Mukul further added that India and Bangladesh Sundarbans both share somewhat similar environmental and socio-economic settings. Interestingly there hasn’t been much illegal logging or forest loss on both sides. Apart from the poaching and human-tiger conflicts, the fate of the Bengal Tigers would be somewhat similar on either side of the Sundarbans. This is important for both the countries to realise that transborder conservation policies are the best way to preserve the existing Tiger population in Sundarbans.
Y.V Jhala who is a scientist at Wildlife Institute of India noted that the results of the simulation model may vary depending upon the parameters but the threat is imminent and real.
Using two greenhouse gas concentration scenarios (RCP6.0 and RCP8.5) which was developed by the Intergovernmental Panel on climate change, the researchers simulated the accessibility and suitability of the low-lying Sundarbans areas.

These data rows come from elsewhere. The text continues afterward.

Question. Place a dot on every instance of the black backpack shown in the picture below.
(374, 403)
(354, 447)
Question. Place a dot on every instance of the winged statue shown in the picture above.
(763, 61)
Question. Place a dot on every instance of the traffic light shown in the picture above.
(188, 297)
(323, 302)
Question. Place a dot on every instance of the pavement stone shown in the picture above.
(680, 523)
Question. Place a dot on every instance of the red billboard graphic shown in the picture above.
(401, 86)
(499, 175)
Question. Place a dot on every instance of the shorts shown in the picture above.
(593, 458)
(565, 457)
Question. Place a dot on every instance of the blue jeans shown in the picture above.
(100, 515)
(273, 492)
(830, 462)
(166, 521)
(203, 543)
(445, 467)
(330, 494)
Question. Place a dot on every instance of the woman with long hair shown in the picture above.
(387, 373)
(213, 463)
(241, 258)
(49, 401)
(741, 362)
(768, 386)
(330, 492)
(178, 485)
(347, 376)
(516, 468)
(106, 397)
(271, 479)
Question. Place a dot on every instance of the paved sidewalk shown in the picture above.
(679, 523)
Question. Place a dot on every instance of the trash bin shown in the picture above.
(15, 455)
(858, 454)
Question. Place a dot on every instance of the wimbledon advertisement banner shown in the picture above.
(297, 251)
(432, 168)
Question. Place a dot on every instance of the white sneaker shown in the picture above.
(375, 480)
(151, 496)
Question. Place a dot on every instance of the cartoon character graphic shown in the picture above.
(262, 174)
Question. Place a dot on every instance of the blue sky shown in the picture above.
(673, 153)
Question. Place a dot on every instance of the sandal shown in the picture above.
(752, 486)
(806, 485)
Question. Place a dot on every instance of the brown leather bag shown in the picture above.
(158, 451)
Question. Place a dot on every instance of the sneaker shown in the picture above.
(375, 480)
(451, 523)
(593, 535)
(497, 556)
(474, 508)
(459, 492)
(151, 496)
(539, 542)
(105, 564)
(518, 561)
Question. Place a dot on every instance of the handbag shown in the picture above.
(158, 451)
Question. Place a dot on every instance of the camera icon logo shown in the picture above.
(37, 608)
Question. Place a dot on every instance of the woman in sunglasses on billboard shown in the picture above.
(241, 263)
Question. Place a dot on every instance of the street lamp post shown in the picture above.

The analysis done in the research includes external factors such as erratic weather events and the rise in sea levels. While discussing the research Mukul said that they used the occupancy data of the tigers based upon their pugmarks, which are unique for every individual. Using this, they traced the future distribution of tigers in the Sundarbans across Bangladesh.
He also added that the sea levels are expected to rise in the range between 38cm to 73cm for RCP6.0 and 52cm to 98cm for RCP 8.5 by the year 2100. It is being said that climate change alone can decrease the existing tiger population by more than 95% by the year 2050 and 2070.
Whatever scenario is played out, in any case, one thing which is common is that the tiger population in Sundarbans would be reduced and limited to a small area by 2050. This simulation doesn’t account for additional factors like disease outbreak or cases of poaching or lack of prey in their natural habitat.
Created as a tiger reserve in 1973, Sundarban was constituted as a Reserve Forest in 1978. In India, Sundarbans is spread over the district of North 24 Parganas and South 24 Parganas. Covering an area of roughly 4,200 sq km of the reserve forest and a total of 5,400 sq km of non-forested area. Over the years, there have been 28% increase in the core area as well as buffer area was also increased. However, things haven’t been all happy merry as this increase in the buffer zone has left the fishing area within a very small region.
Professor Bill Laurance who was a co-author of the study and who is a professor at James Cook University in Australia emphasised on the importance of Sundarbans, during a press release. He added that the more of the Sundarbans that we conserve the more resilient Sundarbans would be to future climatic extremes and rising sea levels.
He also added that there is no other place like Sundarbans and we have to look after it and care for this iconic and unique ecosystem if we wish to preserve endangered species like Bengal Tigers.